The snafu leaves roughly 700 students in limbo after applying for the district's Extended Learning Program, an honors curriculum for gifted students.

Students previously accepted to the program could be bumped when more accurate scores are calculated, district spokesman Jason Olsen said.

"The only thing we know right now is that on some of these letters, the wrong score was associated with the student," Olsen said. "We're trying to figure out why that happened."

Olsen said the district was made aware of the error after parents began questioning the low scores of their children on a cognitive-ability test. He said it's unclear how many students were falsely accepted or rejected for the Extended Learning Program, because the cognitive test is one of several factors applied to a student's application.

"We don't know exactly how many students will be impacted," he said.

Of the 700 students who applied, roughly 150 will qualify for magnet programs at West High School, Clayton Middle School and Hillside Middle School, Olsen said. Other students with high enough scores are able to participate in community Extended Learning Programs based at their neighborhood school.

Katherine Kennedy, a member of the district's school board, said the district has experienced a number of glitches with this year's cognitive exam after switching to a new online testing system.
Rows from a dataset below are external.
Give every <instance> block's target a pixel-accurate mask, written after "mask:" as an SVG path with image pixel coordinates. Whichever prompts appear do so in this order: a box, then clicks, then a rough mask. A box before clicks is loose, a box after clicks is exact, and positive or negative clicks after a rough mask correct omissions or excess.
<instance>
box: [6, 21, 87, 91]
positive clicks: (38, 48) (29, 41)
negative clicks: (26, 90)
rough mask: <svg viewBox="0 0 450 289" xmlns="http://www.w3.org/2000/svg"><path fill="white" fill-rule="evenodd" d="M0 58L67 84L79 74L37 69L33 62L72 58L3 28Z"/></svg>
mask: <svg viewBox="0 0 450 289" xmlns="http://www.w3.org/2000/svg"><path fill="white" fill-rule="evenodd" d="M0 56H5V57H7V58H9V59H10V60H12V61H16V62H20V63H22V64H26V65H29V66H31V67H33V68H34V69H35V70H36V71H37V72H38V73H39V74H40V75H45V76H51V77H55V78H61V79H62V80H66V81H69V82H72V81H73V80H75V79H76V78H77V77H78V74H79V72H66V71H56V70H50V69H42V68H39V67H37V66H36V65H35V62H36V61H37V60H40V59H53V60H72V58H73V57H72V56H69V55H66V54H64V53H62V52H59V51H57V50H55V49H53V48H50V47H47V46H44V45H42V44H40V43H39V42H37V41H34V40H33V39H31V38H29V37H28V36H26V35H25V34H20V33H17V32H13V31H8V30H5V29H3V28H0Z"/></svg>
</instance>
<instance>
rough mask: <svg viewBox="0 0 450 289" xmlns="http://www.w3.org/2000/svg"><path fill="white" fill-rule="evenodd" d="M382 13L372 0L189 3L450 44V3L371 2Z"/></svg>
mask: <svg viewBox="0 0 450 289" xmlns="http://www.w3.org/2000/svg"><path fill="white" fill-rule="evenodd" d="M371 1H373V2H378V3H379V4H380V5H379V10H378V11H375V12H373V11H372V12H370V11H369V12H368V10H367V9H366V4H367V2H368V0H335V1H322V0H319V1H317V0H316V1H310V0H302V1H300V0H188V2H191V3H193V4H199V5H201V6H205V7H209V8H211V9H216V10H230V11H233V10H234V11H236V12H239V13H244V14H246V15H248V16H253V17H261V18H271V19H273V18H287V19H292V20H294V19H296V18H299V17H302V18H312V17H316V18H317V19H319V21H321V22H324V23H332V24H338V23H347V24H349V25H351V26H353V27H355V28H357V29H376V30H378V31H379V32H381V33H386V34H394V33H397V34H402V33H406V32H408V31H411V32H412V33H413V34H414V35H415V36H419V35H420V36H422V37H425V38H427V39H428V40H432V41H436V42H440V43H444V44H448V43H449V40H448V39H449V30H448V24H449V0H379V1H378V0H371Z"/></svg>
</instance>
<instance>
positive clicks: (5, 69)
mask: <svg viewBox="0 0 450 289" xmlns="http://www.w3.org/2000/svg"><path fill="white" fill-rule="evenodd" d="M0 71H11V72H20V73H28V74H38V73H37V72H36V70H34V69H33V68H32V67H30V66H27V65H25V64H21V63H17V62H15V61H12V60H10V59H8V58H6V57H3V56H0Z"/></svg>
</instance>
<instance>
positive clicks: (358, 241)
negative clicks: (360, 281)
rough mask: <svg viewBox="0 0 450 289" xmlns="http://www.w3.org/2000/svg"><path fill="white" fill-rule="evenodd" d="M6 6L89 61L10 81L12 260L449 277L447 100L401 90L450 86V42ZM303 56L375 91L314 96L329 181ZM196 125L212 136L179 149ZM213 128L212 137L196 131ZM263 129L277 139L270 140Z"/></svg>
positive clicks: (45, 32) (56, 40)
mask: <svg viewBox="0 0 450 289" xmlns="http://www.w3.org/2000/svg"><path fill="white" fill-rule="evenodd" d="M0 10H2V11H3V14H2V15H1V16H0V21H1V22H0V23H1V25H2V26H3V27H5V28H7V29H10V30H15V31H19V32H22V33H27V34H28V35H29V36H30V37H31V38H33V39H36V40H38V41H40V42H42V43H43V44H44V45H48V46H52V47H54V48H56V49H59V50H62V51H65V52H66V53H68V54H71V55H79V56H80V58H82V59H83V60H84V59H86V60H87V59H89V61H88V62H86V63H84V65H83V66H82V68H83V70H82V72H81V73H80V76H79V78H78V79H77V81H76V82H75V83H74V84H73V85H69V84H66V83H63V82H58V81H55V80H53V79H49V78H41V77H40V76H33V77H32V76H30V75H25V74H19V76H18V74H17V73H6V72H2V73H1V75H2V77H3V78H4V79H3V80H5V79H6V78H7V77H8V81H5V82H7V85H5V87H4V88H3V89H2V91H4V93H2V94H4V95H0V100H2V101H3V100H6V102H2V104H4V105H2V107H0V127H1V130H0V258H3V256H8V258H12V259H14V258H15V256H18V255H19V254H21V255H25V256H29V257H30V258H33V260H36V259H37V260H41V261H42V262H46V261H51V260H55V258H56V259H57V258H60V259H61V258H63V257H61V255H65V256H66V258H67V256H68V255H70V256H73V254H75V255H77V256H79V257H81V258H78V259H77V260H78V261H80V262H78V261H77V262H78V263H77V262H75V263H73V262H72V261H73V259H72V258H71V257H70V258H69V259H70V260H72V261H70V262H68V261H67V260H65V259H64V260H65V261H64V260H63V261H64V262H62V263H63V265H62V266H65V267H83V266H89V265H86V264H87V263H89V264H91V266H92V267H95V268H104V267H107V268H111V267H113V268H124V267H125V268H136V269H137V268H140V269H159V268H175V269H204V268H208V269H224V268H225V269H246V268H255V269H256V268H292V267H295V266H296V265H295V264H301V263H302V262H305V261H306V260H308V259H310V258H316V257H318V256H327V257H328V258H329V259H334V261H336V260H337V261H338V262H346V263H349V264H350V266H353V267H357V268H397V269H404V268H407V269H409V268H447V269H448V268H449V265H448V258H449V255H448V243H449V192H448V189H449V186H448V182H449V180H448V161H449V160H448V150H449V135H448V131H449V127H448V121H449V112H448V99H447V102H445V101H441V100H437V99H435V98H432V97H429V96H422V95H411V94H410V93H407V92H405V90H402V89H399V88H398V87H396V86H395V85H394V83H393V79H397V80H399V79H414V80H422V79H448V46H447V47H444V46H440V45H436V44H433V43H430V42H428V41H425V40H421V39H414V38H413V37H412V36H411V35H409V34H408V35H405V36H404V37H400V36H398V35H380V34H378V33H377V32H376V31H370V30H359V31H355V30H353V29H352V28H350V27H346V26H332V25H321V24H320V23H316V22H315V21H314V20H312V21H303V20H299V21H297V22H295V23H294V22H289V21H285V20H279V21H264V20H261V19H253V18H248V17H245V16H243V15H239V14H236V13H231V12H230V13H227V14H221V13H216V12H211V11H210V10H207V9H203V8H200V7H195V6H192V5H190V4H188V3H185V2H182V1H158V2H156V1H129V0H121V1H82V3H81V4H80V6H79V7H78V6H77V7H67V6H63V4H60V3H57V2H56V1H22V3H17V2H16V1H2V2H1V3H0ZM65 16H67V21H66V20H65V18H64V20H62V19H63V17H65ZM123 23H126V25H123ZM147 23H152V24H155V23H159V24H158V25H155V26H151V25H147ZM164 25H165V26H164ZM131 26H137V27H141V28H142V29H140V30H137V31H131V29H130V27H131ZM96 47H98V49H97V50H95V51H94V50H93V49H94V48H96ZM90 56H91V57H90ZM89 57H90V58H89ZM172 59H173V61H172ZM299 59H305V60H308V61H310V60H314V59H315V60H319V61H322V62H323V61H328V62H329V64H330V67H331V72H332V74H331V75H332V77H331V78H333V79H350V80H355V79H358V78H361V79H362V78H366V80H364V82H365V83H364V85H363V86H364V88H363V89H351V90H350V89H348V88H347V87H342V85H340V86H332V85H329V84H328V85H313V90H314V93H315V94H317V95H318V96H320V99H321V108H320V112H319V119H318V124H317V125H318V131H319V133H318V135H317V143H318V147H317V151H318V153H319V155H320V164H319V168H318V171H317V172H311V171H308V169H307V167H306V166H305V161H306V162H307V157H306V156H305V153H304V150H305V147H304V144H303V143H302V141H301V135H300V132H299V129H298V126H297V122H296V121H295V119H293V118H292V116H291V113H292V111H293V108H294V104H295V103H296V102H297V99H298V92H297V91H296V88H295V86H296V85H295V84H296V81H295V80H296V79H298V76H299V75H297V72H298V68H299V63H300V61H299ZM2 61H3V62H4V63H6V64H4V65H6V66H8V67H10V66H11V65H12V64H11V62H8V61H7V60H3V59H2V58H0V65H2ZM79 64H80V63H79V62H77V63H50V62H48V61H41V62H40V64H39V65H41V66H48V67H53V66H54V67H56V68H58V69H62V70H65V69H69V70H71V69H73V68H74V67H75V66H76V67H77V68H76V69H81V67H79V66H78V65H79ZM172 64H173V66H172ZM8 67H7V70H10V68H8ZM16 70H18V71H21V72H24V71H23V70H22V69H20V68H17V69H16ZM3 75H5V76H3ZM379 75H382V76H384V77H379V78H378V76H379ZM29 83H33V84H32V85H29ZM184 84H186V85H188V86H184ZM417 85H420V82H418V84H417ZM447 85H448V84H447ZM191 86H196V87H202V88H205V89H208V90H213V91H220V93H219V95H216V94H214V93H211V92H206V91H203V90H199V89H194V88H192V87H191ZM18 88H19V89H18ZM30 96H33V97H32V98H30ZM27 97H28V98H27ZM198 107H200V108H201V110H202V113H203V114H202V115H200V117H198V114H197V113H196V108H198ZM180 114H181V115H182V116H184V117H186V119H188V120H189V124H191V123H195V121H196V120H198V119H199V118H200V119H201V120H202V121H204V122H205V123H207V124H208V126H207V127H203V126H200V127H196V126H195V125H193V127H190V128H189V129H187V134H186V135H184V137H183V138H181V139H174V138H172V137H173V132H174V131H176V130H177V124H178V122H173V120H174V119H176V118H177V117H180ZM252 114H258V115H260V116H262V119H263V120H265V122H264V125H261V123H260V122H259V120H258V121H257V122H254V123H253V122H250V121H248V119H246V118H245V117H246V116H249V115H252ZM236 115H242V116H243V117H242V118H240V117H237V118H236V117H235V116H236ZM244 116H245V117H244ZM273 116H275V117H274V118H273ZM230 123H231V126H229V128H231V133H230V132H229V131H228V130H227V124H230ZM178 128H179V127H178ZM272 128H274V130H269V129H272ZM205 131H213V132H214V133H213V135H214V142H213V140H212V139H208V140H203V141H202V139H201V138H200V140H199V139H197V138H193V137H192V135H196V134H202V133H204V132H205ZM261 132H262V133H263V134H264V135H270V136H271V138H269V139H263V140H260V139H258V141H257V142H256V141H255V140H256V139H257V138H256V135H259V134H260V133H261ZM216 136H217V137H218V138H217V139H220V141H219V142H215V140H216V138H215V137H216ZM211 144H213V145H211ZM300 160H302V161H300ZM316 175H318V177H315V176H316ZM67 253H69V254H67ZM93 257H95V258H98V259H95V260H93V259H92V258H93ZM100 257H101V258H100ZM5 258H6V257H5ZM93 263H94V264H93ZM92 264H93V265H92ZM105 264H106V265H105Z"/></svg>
That transition delayed the release of test scores, she said, and resulted in scores being assigned to the wrong students when data were transferred between computer programs at the district.

"We want the public to know that we are concerned about this," she said. "We recognize this was a big deal for many people, but we're trying to proactively solve it."

Parents were contacted Wednesday by the district and told to disregard the test results they had received earlier.

Kennedy said the district has tried to keep parents as informed as possible on the delay. But she added that families have been placed in a difficult position by the error, which postpones their decisions about where to enroll their kids.

"I'm one of those parents," she said. "I have a sixth-grader myself who is in that situation."

Olsen said the district hopes to correct the error and mail new test scores by early next week.

Jordan School District operates a similar program with its Advanced Learning Placement for Students, or ALPS. Spokeswoman Sandra Riesgraf said the district may have issues with individual student test scores from time to time, but she was not aware of any mass system failure.

"We just haven't had a problem like that," she said.